25 November 2008 ~ 4 Comments

The global cultural ghetto

The Criterion Collection —the preeminent distributor of classic films on DVD—launched a beautiful new website recently. Among its many features, it allows you to watch films online for $5… but only if you live in North America. This is incredibly frustrating! All these amazing movies, available instantly… not!

If you live in or near a major metropolitan area (or near a university) in the US or Canada, you probably already have some way to watch Au Revoir Les Enfants or The Thief of Baghdad. Those of us living in cultural backwaters can’t enjoy such luxuries. The Panama City metro area (where I am) has more than a million inhabitants, but our sole access to decent cinema consists of a single Blockbuster store with a few shelves of the usual suspects: a bit of Fellini, some Kurosawa, some Hitchcock, etc. We have no art house theaters, only mall cineplexes blasting the latest superhero fluff. And as poor as our movie selection is, it’s still much broader than the music available: basically if you don’t like merengue, plena, or 1980s discount-rack soft rock you’re shit out of luck.

Why is Criterion shutting me out? For that matter, why can’t I legally buy MP3s or movies from Amazon’s online store, when I can order from them a slab of plastic containing the same bits and have it shipped to me, using up resources and crapping on the environment? Perhaps the argument is that not many people here are interested in this stuff. True enough, but so what? How much more can it cost these companies to open these digital distribution channels? Is it more than it costs to install and maintain the filters that keep people like me from becoming customers?

The internet was supposed to level the playing field for those of us that live in culturally isolated regions. But now that technology has matured to the point where cultural artifacts—music, movies, TV shows, and books—can be purchased, distributed, and experienced online, companies are doing their damnedest to maintain the old structures intact. The net result: global access to culture is constrained to a bizarro long tail, a ghetto defined by corporate lawyers and accountants.

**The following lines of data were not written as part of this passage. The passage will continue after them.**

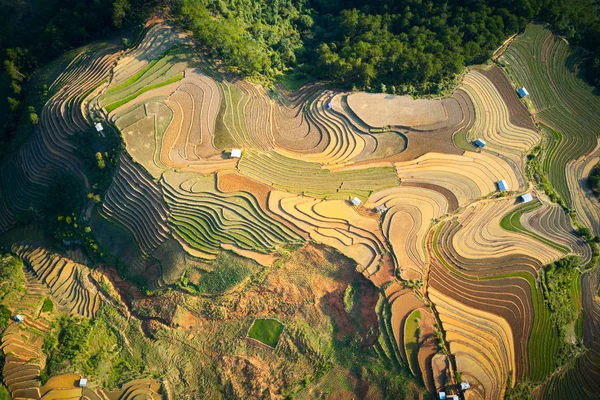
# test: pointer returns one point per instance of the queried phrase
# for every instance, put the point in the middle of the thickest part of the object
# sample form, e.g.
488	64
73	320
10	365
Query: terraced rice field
68	282
584	200
504	125
22	342
206	218
544	64
450	252
26	175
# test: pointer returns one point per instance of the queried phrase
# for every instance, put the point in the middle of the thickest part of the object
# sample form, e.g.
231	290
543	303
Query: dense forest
408	46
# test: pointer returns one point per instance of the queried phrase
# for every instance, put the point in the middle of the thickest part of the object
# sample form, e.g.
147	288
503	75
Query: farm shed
381	208
480	143
525	198
523	92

4 Responses to “The global cultural ghetto”

  1. indra 25 November 2008 at 5:52 pm Permalink

    I’m living in Panama right now and I can say that situation here is not so bad as in small cities of Russia :) There you need to pay much more for the internet and that’s why it’s difficult to use torrents (I think you know what is that :)
    Here you have at least this option…
    P.S. – Blockbuster is funny. It has SO small selection. I don’t understand how this company can survive :)

  2. jarango 25 November 2008 at 6:05 pm Permalink

    Hi Indra, thanks for your comment. I don’t get media off torrents… notice I explicitly said I want to legally buy this stuff.

    As someone who produces cultural artifacts for a living (websites, in my case), I know that it takes a lot of work (and money) to produce these things. So I want to make sure that the people who make the movies, music, books, etc. get paid. My main gripe is that they are not giving me the opportunity to give them my money. ;)

  3. peterme 27 November 2008 at 11:27 am Permalink

    I’m sure it’s not just Criterion shutting you out… Can you access the video on http://hulu.com/ ? Probably not.

    And your European friends often have the same complaints.

    Criterion only has rights to show these videos in the United States (possibly not even Canada). I’m sure they’d love for you to pay $5 and watch from Panama, but their hands are tied by what can only be described as byzantine international copyright law.

    And the DMCA doesn’t make it any easier. Don’t blame Criterion. Blame studios and lawmakers the world over.

  4. jarango 27 November 2008 at 12:11 pm Permalink

    Hi Peter, you’re right to point out that this isn’t Criterion’s fault. (And yes, Hulu is also blocked from here.)—Note I splattered a broad brush at “corporate lawyers and accountants.”

    Criterion, Hulu, and Amazon are the distribution end of a medium that is still defined by rules set up for a totally different business ecosystem. I’ve seen very little movement from them, or any other players, to move things in a future-facing direction.

    It’s clearly not that they can’t see the value in digital distribution: just this week Atlantic Records announced that their digital sales are now higher than CDs. The old model doesn’t scale, why can’t they see past it?

    (Of course, you could argue that the fact that these sites exist at all is proof that they do see past it. Perhaps it’s a matter of time, and I’m just impatient and frustrated because of reading about long tails and flat worlds that only exist in piecemeal.)